De mysteriekaart is erg handig om veranderingen of extra’s op te vangen in je dag- of weekrooster. Leerlingen weten dat er dan iets ‘anders dan anders’ is. Ik benoem wel telkens wat de verandering dan zal zijn. Mogelijke veranderingen waren: een andere klas die even bij ons komt, andere juf of meester, andere activiteit (bv. kookactiviteit in plaats van de gebruikelijke les). Het is ook gewoon een erg handige tool omdat je soms voor bepaalde gebeurtenissen geen kaartje hebt. Dan kan je ook telkens dit kaartje gebruiken. Het vraagt wat flexibiliteit van de leerlingen omdat het kaartje telkens een andere betekenis heeft en het zorgt ervoor dat ze hier ook leren mee omgaan.
​
Overgangsroutines
Wanneer de leerlingen bezig zijn met het hoekenwerk, tussendoor vrij mogen spelen… laat ik tegen het einde aan de zandloper omdraaien. Eerst had ik de afspraak dat alles opgeruimd moest zijn als de zandloper doorgelopen was. Dit zorgde ervoor dat kinderen dit moeilijk konden inschatten en vaak veel te vroeg of te laat klaar waren. Dit komt ook omdat ik zowel zandlopers van één minuut, drie minuten en vijf minuten in gebruik had. Daarom wijzigde ik de afspraak naar dat ze moesten beginnen met opruimen als de zandloper doorgelopen was. Doordat ze de zandloper zelf moesten omdraaien, verhoogde de betrokkenheid. Ze letten er ook effectief op en maken elkaar er attent op. Ze leren ook de verschillen tussen de zandlopers, ze vragen er zelf naar en leren zo ook of ze nog meer of al wat minder tijd zullen hebben. Sommige kinderen ruimen toch al op tegen dat de zandloper doorgelopen is. Ook dit is oké. Ze hebben door de zandlopers tijd om rustig af te ronden en zich binnen de tijdspanne klaar te maken voor de nieuwe activiteit. Op deze manier zijn er geen bruuske overgangen en kan de interne omschakeling van de ene naar de andere activiteit beginnen. In een drukker moment gebruik ik het mondelinge geheugensteuntje: "Zo dadelijk mogen jullie opruimen." Zo vang je de overgang toch nog een beetje op. Toch maak ik liever gebruik van de zandlopers omwille van de zachtere overgang. Ik maakte ook geregeld gebruik van het muziekdoosje als overgangsritueel.

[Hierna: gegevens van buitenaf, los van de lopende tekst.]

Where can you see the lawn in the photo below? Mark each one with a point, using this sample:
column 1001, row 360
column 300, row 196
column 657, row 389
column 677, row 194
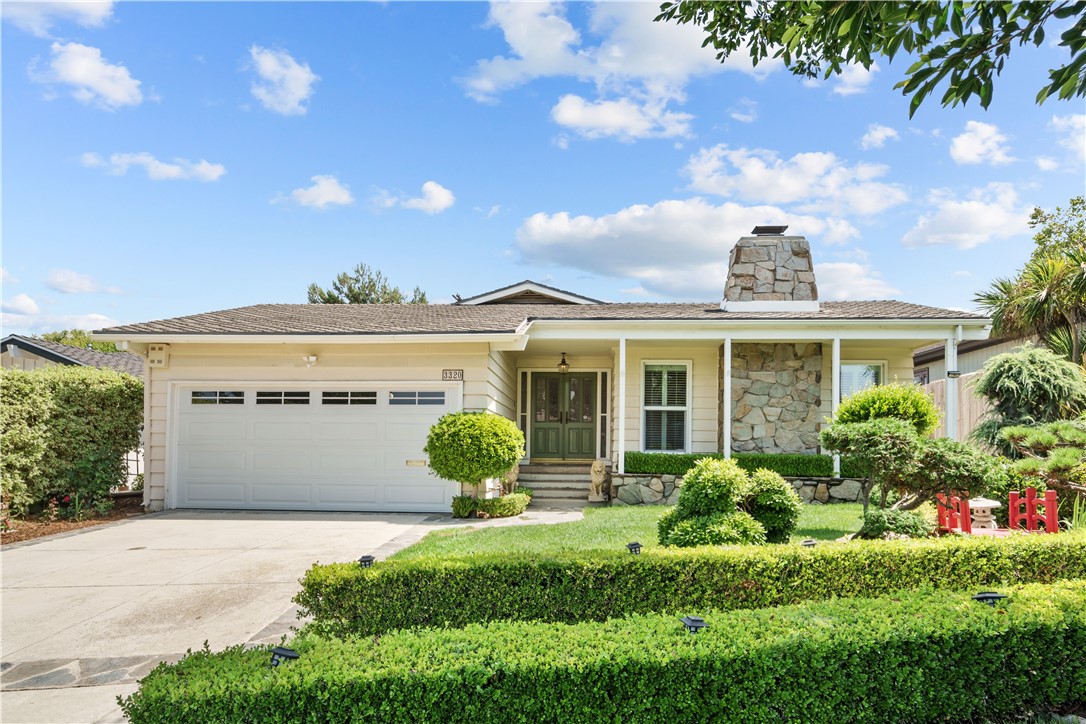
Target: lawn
column 606, row 528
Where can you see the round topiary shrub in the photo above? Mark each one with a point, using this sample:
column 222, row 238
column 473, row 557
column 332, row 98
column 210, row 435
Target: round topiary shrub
column 470, row 447
column 773, row 503
column 904, row 402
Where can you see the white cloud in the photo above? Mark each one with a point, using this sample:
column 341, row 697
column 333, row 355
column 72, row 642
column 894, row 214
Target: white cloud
column 847, row 280
column 326, row 191
column 1073, row 128
column 67, row 281
column 876, row 137
column 819, row 180
column 987, row 213
column 981, row 142
column 744, row 111
column 854, row 79
column 95, row 80
column 673, row 248
column 285, row 84
column 624, row 119
column 156, row 170
column 39, row 16
column 20, row 304
column 34, row 324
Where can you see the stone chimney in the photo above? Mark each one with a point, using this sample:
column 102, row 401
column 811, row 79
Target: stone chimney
column 769, row 271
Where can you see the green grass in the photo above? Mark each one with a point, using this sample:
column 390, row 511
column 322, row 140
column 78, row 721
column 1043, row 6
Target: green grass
column 603, row 529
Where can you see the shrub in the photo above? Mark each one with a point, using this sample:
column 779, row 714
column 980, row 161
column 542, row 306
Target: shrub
column 87, row 419
column 570, row 587
column 784, row 464
column 470, row 447
column 901, row 402
column 917, row 657
column 1028, row 386
column 878, row 523
column 773, row 503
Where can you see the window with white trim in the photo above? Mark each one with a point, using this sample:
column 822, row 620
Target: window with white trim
column 666, row 407
column 856, row 377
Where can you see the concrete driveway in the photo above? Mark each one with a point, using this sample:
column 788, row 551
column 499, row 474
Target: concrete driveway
column 86, row 614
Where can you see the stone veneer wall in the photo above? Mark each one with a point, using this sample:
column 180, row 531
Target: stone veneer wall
column 777, row 397
column 770, row 269
column 664, row 490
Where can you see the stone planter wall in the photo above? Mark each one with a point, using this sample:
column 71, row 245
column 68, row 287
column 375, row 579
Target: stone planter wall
column 664, row 490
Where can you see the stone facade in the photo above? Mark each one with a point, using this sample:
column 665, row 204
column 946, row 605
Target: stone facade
column 777, row 397
column 664, row 490
column 771, row 269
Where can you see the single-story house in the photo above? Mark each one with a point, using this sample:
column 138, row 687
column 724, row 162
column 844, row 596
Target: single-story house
column 327, row 407
column 27, row 353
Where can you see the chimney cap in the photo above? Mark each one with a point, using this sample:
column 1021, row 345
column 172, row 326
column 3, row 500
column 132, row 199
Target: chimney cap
column 769, row 230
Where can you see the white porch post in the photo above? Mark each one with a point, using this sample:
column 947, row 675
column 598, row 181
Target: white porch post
column 728, row 397
column 950, row 355
column 835, row 392
column 621, row 406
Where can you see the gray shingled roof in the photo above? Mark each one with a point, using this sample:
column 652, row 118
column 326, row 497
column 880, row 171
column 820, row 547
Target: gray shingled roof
column 123, row 362
column 499, row 318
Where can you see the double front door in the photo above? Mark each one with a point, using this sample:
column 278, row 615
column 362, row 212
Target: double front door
column 564, row 416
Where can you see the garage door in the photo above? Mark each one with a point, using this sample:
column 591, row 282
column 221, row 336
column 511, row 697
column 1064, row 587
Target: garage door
column 314, row 447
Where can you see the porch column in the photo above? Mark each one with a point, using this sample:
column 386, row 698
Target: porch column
column 835, row 394
column 621, row 406
column 950, row 355
column 728, row 397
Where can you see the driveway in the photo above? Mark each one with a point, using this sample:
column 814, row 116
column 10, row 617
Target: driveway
column 86, row 614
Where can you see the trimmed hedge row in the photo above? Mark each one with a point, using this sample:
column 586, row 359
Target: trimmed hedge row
column 345, row 599
column 917, row 657
column 787, row 465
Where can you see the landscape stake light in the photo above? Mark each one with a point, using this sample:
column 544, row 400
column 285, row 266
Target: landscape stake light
column 280, row 653
column 694, row 623
column 989, row 597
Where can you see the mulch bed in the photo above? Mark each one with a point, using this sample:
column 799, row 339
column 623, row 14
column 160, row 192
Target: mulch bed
column 35, row 526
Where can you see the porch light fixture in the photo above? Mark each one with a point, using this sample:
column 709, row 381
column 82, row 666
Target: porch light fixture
column 281, row 653
column 694, row 623
column 989, row 597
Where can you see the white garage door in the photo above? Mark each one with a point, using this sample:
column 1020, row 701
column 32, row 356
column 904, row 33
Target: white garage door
column 314, row 447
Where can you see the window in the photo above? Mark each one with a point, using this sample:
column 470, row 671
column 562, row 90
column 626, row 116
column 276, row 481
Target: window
column 667, row 407
column 218, row 397
column 859, row 376
column 353, row 397
column 283, row 397
column 421, row 397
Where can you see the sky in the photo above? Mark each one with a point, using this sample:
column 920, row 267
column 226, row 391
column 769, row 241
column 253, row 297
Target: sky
column 166, row 159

Ik benoemde in het begin ook sterk waarom ik dat deed. De leerlingen wisten zo na enkele keren dat we 'iets anders' gingen doen na het muziekje. Ik gebruik het bij leswisselingen, maar ook bij grote wisselingen in dezelfde les bv. van doe-activiteit naar werkblad. Het brengt ook een rustmomentje in de klas. De leerlingen maken het stil en bereiden zich zo voor op de nieuwe activiteit. Ik gebruik dit zeker niet elke keer.
​
Reduceer keuzes tot maximum 2
Ik veranderde mijn open vragen ("Welke kies je?") in gesloten vragen ("Kies je ... of ...?"). Op deze manier konden de kinderen effectief sneller een keuze maken. Sommige durfden dan ook aangeven dat ze toch iets anders wilden kiezen, dit liet ik af en toe ook toe als het kon in de context.
​
Model zelf hoe je met veranderingen omgaat
Wanneer ik zelf iets kwijt was, bracht ik dit onder woorden. "Oei, nu weet ik even niet waar ik dit heb laten liggen. Waar heb ik het het laatst gezien? Oké, ik vind het even niet. Dat is een beetje vervelend, maar ook niet heel erg. Dan doen we even iets anders!" De kinderen gaven dan vaak zelf al aan: "Nee, dat is niet erg, juf!" of "Dat heb ik soms ook!".
​
Beurtenbakje
Het beurtenbakje gebruikte ik regelmatig in de klas. Ik gebruik het zowel als ik een vraag gesteld heb als om iemand aan de beurt te laten om iets te mogen doen bijvoorbeeld iets nemen, aan het letterrad draaien… De leerlingen leren zo enerzijds omgaan met het antwoord weten en niet mogen antwoorden en anderzijds het antwoord niet weten en samen met de juf tot het antwoord komen. Dit wordt elke dag wel eens gebruikt, maar niet tijdens elke les. Kinderen vinden het spannend, maar ook leuk. Ze vragen er steeds vaker zelf naar.
Rollenspel
Dit zou ik uitvoeren in de laatste weken van mijn praktijkonderzoek, maar dit kon niet doorgaan wegens opschorting van de lessen door het coronavirus.
​
Gezelschapsspelletjes/Smartgames
Deze gezelschapsspelletjes waren nog niet aan bod gekomen toen de lessen opgeschort werden.